See Earielo, 98 Mass. App. Ct. at 117. We will not say that the
temporary deprivation of the plaintiff's preferred or ideal
medical footwear amounts to deliberate indifference under the
circumstances. See Torres v. Commissioner of Correction, 427
Mass. 611, 614, cert. denied, 525 U.S. 1017 (1998) ("whether
prison conditions are sufficiently harmful to establish an
Eighth Amendment violation, is a purely legal determination for
the court to make"). Thus, we affirm the judge's dismissal of
the plaintiff's Eighth Amendment claim.
c. Due process. Second, the plaintiff claims that the
defendants violated his due process rights under the Fourteenth
Amendment by (1) failing to respond to his medical grievance
8 within ten days, and (2) changing his treatment plan without
providing him with specific reasons for the change, in violation
of prison policy.6
People who are incarcerated are entitled to the protections
of due process where there is an existing liberty or property
interest at stake. Torres, 427 Mass. at 617. However, these
liberty and property interests "will be generally limited to
freedom from restraint which imposes atypical and significant
hardship on the inmate in relation to the ordinary incidents of
prison life." Id., quoting Sandin v. Conner, 515 U.S. 472, 484
(1995). Here, we conclude that the denial of the plaintiff's
preferred footwear is neither related to freedom of restraint
nor an atypical and significant hardship.7 Accordingly, the
plaintiff does not have a liberty or property interest in his
preferred treatment plan, and his due process claim fails as a
matter of law. See Niemic v. Umass Correctional Health, 89
F. Supp. 3d 193, 210 (D. Mass. 2015) ("Failure to receive one's
preferred pain medication or treatment program is neither
6 Relevant here, 103 DOC § 630.12(4) (2023) states, "All consultant recommendations not being followed shall . . . be recorded by the contractual provider in the progress notes with specific reasons written as to why those recommendations are not being followed." 7 We consider this particularly true given that the plaintiff's
medical needs and treatment plan will necessarily change throughout the course of his incarceration. Indeed, this point was underscored at oral argument, when the plaintiff stated that he has another foot surgery planned in the next year.
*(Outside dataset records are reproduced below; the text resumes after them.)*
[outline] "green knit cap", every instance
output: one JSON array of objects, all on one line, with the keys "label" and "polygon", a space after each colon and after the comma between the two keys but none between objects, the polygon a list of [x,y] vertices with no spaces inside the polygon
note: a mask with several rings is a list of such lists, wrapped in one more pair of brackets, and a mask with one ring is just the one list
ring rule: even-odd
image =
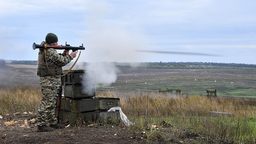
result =
[{"label": "green knit cap", "polygon": [[58,37],[53,33],[48,33],[45,37],[45,42],[48,44],[58,42]]}]

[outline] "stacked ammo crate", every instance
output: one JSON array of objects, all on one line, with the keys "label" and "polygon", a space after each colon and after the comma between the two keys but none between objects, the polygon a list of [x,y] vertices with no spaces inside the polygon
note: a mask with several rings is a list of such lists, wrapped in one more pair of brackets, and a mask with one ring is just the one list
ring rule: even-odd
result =
[{"label": "stacked ammo crate", "polygon": [[61,100],[60,118],[71,123],[79,120],[86,123],[118,118],[118,111],[107,112],[120,106],[119,99],[95,97],[94,74],[90,70],[72,70],[63,76],[65,97]]}]

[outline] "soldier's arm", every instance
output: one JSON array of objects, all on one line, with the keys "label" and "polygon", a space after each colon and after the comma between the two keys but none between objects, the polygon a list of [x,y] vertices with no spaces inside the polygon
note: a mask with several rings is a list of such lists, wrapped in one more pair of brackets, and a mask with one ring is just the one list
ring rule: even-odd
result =
[{"label": "soldier's arm", "polygon": [[46,58],[47,61],[63,66],[70,63],[73,59],[73,57],[70,55],[63,56],[59,55],[57,51],[53,49],[47,49]]}]

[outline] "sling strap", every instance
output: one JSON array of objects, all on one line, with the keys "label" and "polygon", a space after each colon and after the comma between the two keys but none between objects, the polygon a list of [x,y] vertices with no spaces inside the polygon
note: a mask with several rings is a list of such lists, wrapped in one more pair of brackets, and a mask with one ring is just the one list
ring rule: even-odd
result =
[{"label": "sling strap", "polygon": [[66,75],[71,70],[71,69],[72,69],[72,68],[73,68],[73,67],[74,67],[74,66],[75,66],[75,64],[76,64],[76,63],[77,63],[77,60],[78,60],[78,58],[79,58],[79,57],[80,56],[80,54],[81,54],[81,50],[80,50],[80,52],[79,53],[79,55],[78,55],[78,57],[77,57],[77,59],[75,61],[75,62],[74,63],[74,64],[73,64],[73,65],[72,66],[71,66],[71,67],[70,67],[70,68],[68,70],[68,71],[67,71],[65,73],[65,74],[63,75],[55,75],[53,74],[51,72],[51,70],[50,70],[50,69],[49,68],[49,67],[48,67],[48,64],[47,64],[47,61],[46,60],[46,44],[44,45],[44,48],[43,49],[43,50],[44,51],[44,56],[45,56],[45,61],[46,62],[46,66],[47,67],[47,69],[48,69],[48,70],[49,71],[49,72],[50,72],[50,73],[51,74],[51,75],[52,75],[53,76],[54,76],[54,77],[62,77],[62,76],[64,76],[65,75]]}]

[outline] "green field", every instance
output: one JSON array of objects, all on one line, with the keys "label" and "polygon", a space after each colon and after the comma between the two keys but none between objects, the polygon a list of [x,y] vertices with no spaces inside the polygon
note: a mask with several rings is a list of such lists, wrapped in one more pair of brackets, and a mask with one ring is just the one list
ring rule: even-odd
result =
[{"label": "green field", "polygon": [[[196,70],[197,71],[193,71]],[[181,69],[172,69],[164,72],[160,69],[155,73],[152,70],[149,71],[150,74],[148,75],[144,70],[141,71],[143,77],[140,76],[136,79],[134,77],[127,80],[117,81],[110,86],[99,85],[97,87],[156,92],[159,89],[180,89],[183,95],[206,95],[207,89],[216,89],[218,96],[256,97],[255,70],[232,69],[227,71],[224,69],[202,69],[200,71],[191,69],[189,70],[189,72]],[[168,75],[170,71],[172,72],[171,76]],[[138,75],[139,72],[137,72],[135,75]]]}]

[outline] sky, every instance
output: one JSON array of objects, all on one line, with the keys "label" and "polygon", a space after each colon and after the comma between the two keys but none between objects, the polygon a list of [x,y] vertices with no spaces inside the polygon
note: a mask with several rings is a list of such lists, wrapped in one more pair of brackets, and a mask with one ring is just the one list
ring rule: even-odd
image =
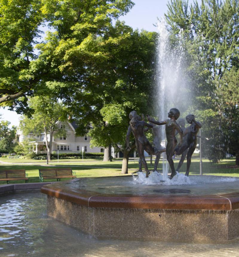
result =
[{"label": "sky", "polygon": [[[157,23],[157,17],[160,18],[167,12],[168,0],[133,0],[135,5],[129,13],[120,19],[124,20],[125,24],[134,29],[140,30],[143,29],[148,31],[157,31],[157,28],[154,26]],[[193,0],[189,0],[189,3]],[[18,126],[21,116],[15,112],[8,111],[7,108],[0,107],[2,120],[11,122],[10,126]]]}]

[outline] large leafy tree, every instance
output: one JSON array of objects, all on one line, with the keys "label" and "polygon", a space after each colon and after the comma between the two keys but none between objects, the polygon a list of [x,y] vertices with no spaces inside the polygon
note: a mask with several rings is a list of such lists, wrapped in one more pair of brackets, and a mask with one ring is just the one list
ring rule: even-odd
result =
[{"label": "large leafy tree", "polygon": [[94,70],[100,75],[92,79],[83,92],[76,94],[71,106],[82,125],[80,131],[90,123],[93,125],[90,133],[93,145],[113,145],[124,152],[122,172],[126,173],[128,114],[133,110],[146,112],[151,106],[148,99],[154,83],[157,35],[134,31],[119,22],[113,30],[114,38],[102,47],[109,57]]},{"label": "large leafy tree", "polygon": [[2,120],[0,122],[0,151],[10,152],[14,146],[16,127],[15,126],[9,128],[9,121]]},{"label": "large leafy tree", "polygon": [[0,104],[28,111],[39,74],[32,68],[43,21],[40,0],[0,0]]},{"label": "large leafy tree", "polygon": [[116,134],[104,112],[111,105],[120,106],[127,129],[128,113],[137,106],[145,109],[155,33],[134,32],[118,21],[113,25],[132,6],[128,0],[44,2],[43,11],[55,30],[37,46],[36,67],[49,71],[45,90],[53,89],[70,107],[80,133],[93,125],[94,144],[119,142],[112,139]]},{"label": "large leafy tree", "polygon": [[62,104],[54,97],[36,96],[29,101],[30,107],[34,113],[31,118],[25,116],[21,124],[24,134],[30,133],[45,134],[44,140],[47,147],[47,162],[50,160],[50,154],[53,133],[56,135],[65,135],[66,131],[59,128],[57,121],[66,119],[67,113]]},{"label": "large leafy tree", "polygon": [[224,74],[238,68],[239,2],[202,0],[200,6],[195,1],[190,7],[188,2],[171,0],[166,16],[172,34],[180,33],[185,38],[194,97],[190,111],[203,123],[206,154],[219,161],[225,156],[228,138],[223,130],[226,116],[220,89]]}]

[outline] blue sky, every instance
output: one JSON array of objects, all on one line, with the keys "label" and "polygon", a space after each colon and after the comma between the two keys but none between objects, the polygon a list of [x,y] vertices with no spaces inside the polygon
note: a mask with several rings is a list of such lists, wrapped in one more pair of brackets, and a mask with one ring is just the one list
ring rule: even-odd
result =
[{"label": "blue sky", "polygon": [[[157,23],[157,17],[161,18],[168,9],[168,0],[133,0],[135,4],[130,11],[120,18],[125,24],[134,29],[143,29],[149,31],[157,31],[153,24]],[[189,0],[189,3],[193,0]],[[0,114],[2,114],[2,120],[11,122],[11,126],[18,125],[20,115],[14,111],[8,111],[7,108],[0,108]]]}]

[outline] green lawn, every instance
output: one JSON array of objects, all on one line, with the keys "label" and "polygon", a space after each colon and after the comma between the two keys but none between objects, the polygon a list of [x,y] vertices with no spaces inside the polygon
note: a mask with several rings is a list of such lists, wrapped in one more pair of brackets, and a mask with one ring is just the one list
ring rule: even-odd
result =
[{"label": "green lawn", "polygon": [[[45,168],[48,167],[56,166],[61,168],[71,167],[73,171],[76,172],[76,175],[78,178],[91,177],[103,177],[109,176],[118,176],[121,175],[121,167],[122,161],[114,161],[104,162],[102,160],[96,160],[94,162],[89,162],[88,159],[85,160],[84,161],[76,163],[74,161],[67,162],[61,162],[60,163],[52,163],[48,166],[44,164],[38,165],[34,163],[30,164],[16,164],[12,163],[11,164],[1,164],[0,165],[0,169],[22,169],[26,170],[26,172],[28,174],[29,178],[29,182],[39,182],[39,169]],[[177,167],[177,163],[179,160],[174,160],[174,161],[175,167]],[[223,160],[219,164],[214,164],[211,163],[207,160],[203,160],[203,174],[221,176],[239,177],[239,168],[230,168],[229,166],[233,166],[235,164],[235,159]],[[159,170],[162,172],[162,161],[160,160],[159,165]],[[153,168],[150,162],[147,162],[148,166],[150,169]],[[185,162],[180,170],[180,172],[184,173],[186,169],[186,162]],[[131,161],[129,162],[129,173],[137,170],[138,167],[137,161]],[[190,169],[190,174],[192,175],[199,174],[199,160],[198,159],[193,159],[192,160]],[[55,181],[56,180],[48,181]],[[23,180],[22,183],[24,183]],[[11,182],[10,182],[11,183]],[[11,183],[19,183],[19,181],[13,181]],[[6,183],[4,181],[0,182],[1,184]]]},{"label": "green lawn", "polygon": [[[8,159],[6,158],[0,157],[0,160],[5,162],[9,162],[11,163],[46,163],[46,160],[34,160],[33,159]],[[92,161],[99,161],[99,159],[60,159],[59,162],[85,162]],[[55,163],[57,162],[57,160],[54,159],[52,161],[49,161],[49,163]]]}]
9 related to freedom of restraint nor an atypical and significant
hardship" [quotation omitted]).
3. Conclusion. So much of the plaintiff's appeal as
pertains to his claims for injunctive and declaratory relief is
dismissed as moot. In all other respects the judgment is
affirmed.
So ordered.
By the Court (Vuono, Milkey & Hand, JJ.8),
Assistant Clerk
Entered: February 2, 2024.
8 The panelists are listed in order of seniority.